The other man says something unintelligible, with eyebrows furrowed and a frown on his face.

Me: “Please come back tomorrow!”

He knocks again, looking me straight in the eye and giving no sign that he is leaving. I immediately go back to my manager at the cash register.

Me: “Hey, [Manager], remember that guy in the truck? It seems that he and a second guy are trying to get into the store. The second guy has an online order form. I don’t think they are going to go away anytime soon.”

Manager: *Rolls her eyes* “Typical.”

She goes and talks to them through the door while my colleague and I continue with our duties. When she returns, she rolls her eyes again.

Manager: “Yep, they are here to get an online order and expect me to reopen the doors so they can pick it up. I told them I can’t since the cash drawer is out. They’re not happy, but they should have come into the store sooner.”

Me: “The other guy was waiting in his car before the store closed! If he had just gone inside, we would have had to wait for them to finish before locking the doors!”

Manager: “I know. They will just have to accept that they won’t get their items until tomorrow.”

We make it a point to finish our closing duties away from the front so they do not attempt to get our attention. After a short interval, both cars leave the parking lot. I quickly use the restroom and when I come out, I am surprised to find that all of the lights are out in the store. This is unusual since turning off the lights is the last thing we do, and we still have not mopped the floors. Illumination from the street lights enables me to see the manager and my coworker standing between the store floor and the stockroom.

Me: “Hey, guys, wha—”

Manager: “SHH!”

I immediately stop talking and listen. There is a loud banging on the back door of the stockroom. We all exchange glances.

Manager: “Their order was for a set of dining room chairs. They are probably trying to get us to open up the back door so they can pick the chairs up from the stockroom. I turned off the lights to send the message that we are closed.”

Me: “I love how they think we are going to open the back door.”

Manager: “I am calling the police. It could be an elaborate ploy to get in after closing and rob us. I know that is unlikely, but I am not taking chances, and they really do need to go away.”

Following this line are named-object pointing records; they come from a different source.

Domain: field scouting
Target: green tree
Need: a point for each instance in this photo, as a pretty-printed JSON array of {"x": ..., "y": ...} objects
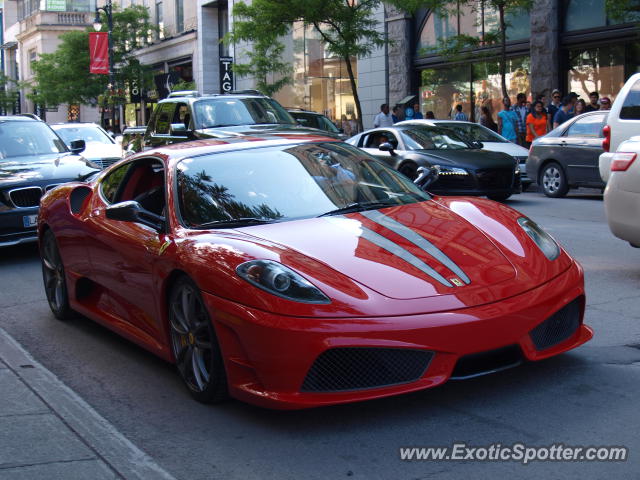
[
  {"x": 63, "y": 76},
  {"x": 8, "y": 94},
  {"x": 460, "y": 43},
  {"x": 347, "y": 29}
]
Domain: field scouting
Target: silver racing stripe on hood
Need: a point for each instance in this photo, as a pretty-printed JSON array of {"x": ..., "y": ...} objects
[
  {"x": 400, "y": 252},
  {"x": 417, "y": 239}
]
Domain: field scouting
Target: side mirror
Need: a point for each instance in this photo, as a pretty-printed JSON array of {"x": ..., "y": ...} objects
[
  {"x": 77, "y": 146},
  {"x": 178, "y": 130},
  {"x": 427, "y": 176},
  {"x": 132, "y": 211},
  {"x": 386, "y": 147}
]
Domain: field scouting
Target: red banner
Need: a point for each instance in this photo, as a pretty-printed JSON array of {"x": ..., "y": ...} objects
[{"x": 99, "y": 52}]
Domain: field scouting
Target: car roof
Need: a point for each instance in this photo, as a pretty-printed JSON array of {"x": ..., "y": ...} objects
[{"x": 207, "y": 146}]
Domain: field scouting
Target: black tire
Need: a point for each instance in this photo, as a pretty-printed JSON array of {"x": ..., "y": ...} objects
[
  {"x": 499, "y": 198},
  {"x": 53, "y": 276},
  {"x": 194, "y": 344},
  {"x": 553, "y": 180},
  {"x": 409, "y": 170}
]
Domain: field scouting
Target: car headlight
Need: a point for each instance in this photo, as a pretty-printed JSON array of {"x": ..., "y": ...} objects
[
  {"x": 452, "y": 171},
  {"x": 281, "y": 281},
  {"x": 541, "y": 238}
]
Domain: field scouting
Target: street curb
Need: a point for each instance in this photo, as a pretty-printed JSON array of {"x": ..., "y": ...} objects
[{"x": 110, "y": 445}]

The store is located in an affluent area, so four cop cars show up rather quickly. We report the circumstances to the officers as they fill out a report. The officers verify that there is no sign of the men or their vehicles. The officers are rather friendly and indicate that they will stick around for a bit to make sure the men don’t return. Cheered by this, we finish our closing duties and prepare to leave.

However, as soon as we do leave, we realize all four cops cars are now gone. My coworker and I keep watch as the manager locks the door. At that moment, a car pulls into the parking lot.

Coworker: “[Manager], a car!”

The manager yelps and struggles to lock the door as my coworker and I pull out our phones in preparation to call the police again. We are all tense as the car drives by us and turns around to pull out of the parking lot in the opposite direction. We all breathe a sigh of relief. After we finally lock the door:

Manager: “That was just like a horror movie. Go home before anything else happens!”

Neither the closing manager nor I were scheduled to work the next day, but our coworker was. She later told us that the men came back with a woman to pick up the chairs. Apparently, the first man was there to help the second man transport the chairs in his pickup truck, which was why they came together.

They did not mention anything about the events of the previous night other than to ask very passive-aggressively what our closing time was, and to claim that we closed early that night. Luckily, the store manager brushed off the lie since she knew the details of the story.